Now 29, Tanz runs Santa Monica, Calif.-based GumGum, a digital network that places targeted advertisements over pictures online. "Basically, we pioneered a way for publishers to make money through ads on images," he says.
GumGum claims to reach 110 million unique visitors per month and says its smoothly integrated, in-image ads are clicked on as much as 20 times more than traditional online spots. This has enticed premium publishers like Gannett, Time Warner, TMZ and Hearst to sign on with the network, which hosts big-name advertisers such as Sony, Jack in the Box and Curves.
Tanz came up with the idea in 2007, after realizing that photographs were the only juicy piece of web page real estate that hadn't been monetized. He spent the next year studying how images are displayed and figuring out how to reliably place ads on top of them.

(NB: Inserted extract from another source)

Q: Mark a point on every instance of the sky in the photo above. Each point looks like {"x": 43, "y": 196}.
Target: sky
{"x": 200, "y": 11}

In addition to employing image recognition and clustering techniques, GumGum's proprietary technology assigns contextual keywords to images by scanning the text on a page and analyzing incoming search traffic and metadata. The results allow advertisers to target keywords that will match their marketing messages to the right audiences.
For example, American Apparel might target a youthful, hipster-leaning demographic with keywords such as "jeans" or "Zooey Deschanel." GumGum then places the fashion retailer's ads on related images across the sites of its publisher clients. The system is user-friendly: Much like Google AdSense, publishers embed a code that causes ads on the GumGum network to automatically appear on their web pages. (The publishers keep 60 percent of ad revenues.) On the other end, advertisers buy access to GumGum's network and target the most relevant images.
"In the beginning we had to knock down people's doors," Tanz says. Now, things are different. GumGum has raised $4 million in venture funding and attracted tech veterans like David Sacks (PayPal and Yammer), Michael Jones (Myspace) and Vince Thompson (AOL and Facebook) as advisors and board members. Tanz projects GumGum's 2011 annual run rate at, conservatively, $10 million. Later this year, GumGum will leap forward with an expansion effort and introduce a self-service platform, inspired by Google AdWords, which will allow businesses of any size to buy advertising space across the network.
GumGum has never sought the media spotlight, but the company is on a hiring spree of late that includes a CFO and communications strategist. And Tanz is far more confident about drawing attention to his efforts.
"The communications piece hasn't always been important to us because we were bottom-line-focused and resource-strapped," he says, "and the story is always sort of shaky at the beginning."